Figure 5. Increased bFGF2 signaling following HSulf-1 depletion

(A) NTC or HSulf-1 shRNA targeted stable batch clones HL-55 and HL-58 were exposed to normoxia and/or hypoxia treatment for 16 hrs and were immediately exposed to bFGF2 (10ng/ml) for indicated intervals of time. Immunoblot analysis with indicated antibodies shows sustained activation of p-ERK in HSulf-1 depleted clones exposed to hypoxia (compare lanes 3 and 4 to 7 and 8). (B) MCF10DCIS cells were transfected with control vector or pcDNA3.1 HSulf-1-myc/his plasmids. After 36 hours, cells were exposed to hypoxia. Cell surface proteins on MCF10DCIS cells were labeled with membrane impermeable sulfo-NHS-LC-biotin at 4°C after exposure to hypoxia (16h, 3% oxygen) or left untreated and/or, (C) were serum starved for 16 hours and then subjected to bFGF2 (10ng/ml) for 30 minutes.
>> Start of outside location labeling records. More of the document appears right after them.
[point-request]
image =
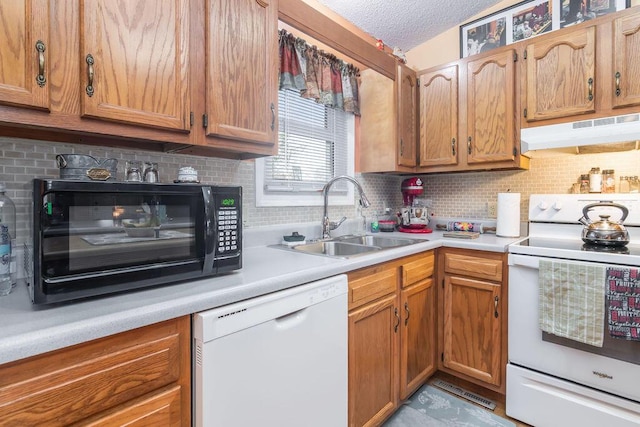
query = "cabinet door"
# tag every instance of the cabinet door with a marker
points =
(407, 115)
(135, 56)
(417, 348)
(490, 89)
(373, 347)
(472, 331)
(439, 117)
(626, 61)
(560, 75)
(241, 69)
(24, 57)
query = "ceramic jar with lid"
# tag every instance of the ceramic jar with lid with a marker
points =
(608, 181)
(595, 180)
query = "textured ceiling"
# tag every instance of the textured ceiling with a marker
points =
(406, 23)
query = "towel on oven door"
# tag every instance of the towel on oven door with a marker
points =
(571, 300)
(623, 302)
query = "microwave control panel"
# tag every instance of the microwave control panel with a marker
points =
(228, 214)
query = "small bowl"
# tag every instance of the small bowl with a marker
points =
(387, 225)
(140, 231)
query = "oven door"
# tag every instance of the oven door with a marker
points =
(529, 351)
(98, 238)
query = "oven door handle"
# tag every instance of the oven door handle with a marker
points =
(528, 261)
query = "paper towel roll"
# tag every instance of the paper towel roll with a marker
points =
(508, 221)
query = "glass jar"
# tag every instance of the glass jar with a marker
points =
(634, 184)
(608, 181)
(584, 183)
(624, 184)
(595, 180)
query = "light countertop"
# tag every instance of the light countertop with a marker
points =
(27, 330)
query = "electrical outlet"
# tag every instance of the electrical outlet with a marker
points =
(492, 209)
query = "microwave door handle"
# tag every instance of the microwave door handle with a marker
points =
(524, 261)
(210, 226)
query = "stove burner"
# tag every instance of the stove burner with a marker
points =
(607, 249)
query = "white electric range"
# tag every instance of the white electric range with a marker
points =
(554, 380)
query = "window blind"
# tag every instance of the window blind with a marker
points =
(312, 146)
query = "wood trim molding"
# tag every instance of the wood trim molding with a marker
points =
(305, 18)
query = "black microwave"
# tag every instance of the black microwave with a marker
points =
(91, 238)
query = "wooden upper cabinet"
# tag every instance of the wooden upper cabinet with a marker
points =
(560, 74)
(241, 70)
(439, 117)
(626, 61)
(407, 115)
(134, 56)
(491, 129)
(388, 121)
(24, 57)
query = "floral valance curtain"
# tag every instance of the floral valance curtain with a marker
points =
(317, 75)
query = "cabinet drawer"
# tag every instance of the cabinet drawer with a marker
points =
(417, 267)
(159, 409)
(69, 385)
(371, 283)
(475, 266)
Biotinylated proteins were immunoprecipitated with streptavidin-beads and subjected to immunoblot analysis with anti-phospho FGFR2, FGFR2 and anti-strepavidin-HRP antibodies. Whole cell lysates were probed with anti-myc (9E10) antibody to detect transfected HSulf-1 and anti-α-tubulin antibody as a loading control.

Figure 6

(A) NTC or FGFR2 shRNA targeted batch clones, shRNA1 and shRNA2 were harvested and subjected to immunoblot analysis with indicated antibodies (A, inset) and to cell invasion assay (A) in the presence of bFGF2 (10ng/ml) [* p value =<0.005 (compare NTC to sh1 and sh2, control), ** p value =<0.05(compare NTC to sh1 and sh2, bFGF2)] or under hypoxic conditions for 24 hrs (B), [* p value =<0.05 (compare NTC to sh1 and sh2, normoxia), ** p value =<0.05(compare NTC to sh1 and sh2, hypoxia)]. NTC or HSulf-1 shRNA targeted stable batch clones, HL-55 were transduced with FGFR2 shRNA1 and subjected to (C) immunoblot analysis with anti- FGFR2 and anti-α-tubulin antibodies, and (D) to cell invasion assay. * p value =<0.02 (compare NTC to NTC-FGFR2 shRNA1, normoxia), ** p value =<0.05(compare NTC to NTC-FGFR2 shRNA1, hypoxia), # p value =<0.01 (compare HL55 to HL-55-FGFR2 shRNA1, normoxia), ## p value =<0.02 (compare HL55 to HL-55-FGFR2 shRNA1, hypoxia).

Figure 7

(A), Immunohistochemical analysis showing different levels of HSulf-1 in normal breast and primary tumors (0=absent, 1=low, 2=moderate and 3= high). (B and C) Representative photomicrographs (40×) of HSulf-1 and CAIX immunostaining in autologous primary tumors and metastatic lesions. A lower level of HSulf-1 expression was associated with higher levels of CAIX staining and vice versa observed in matched primary and metastatic breast tumors.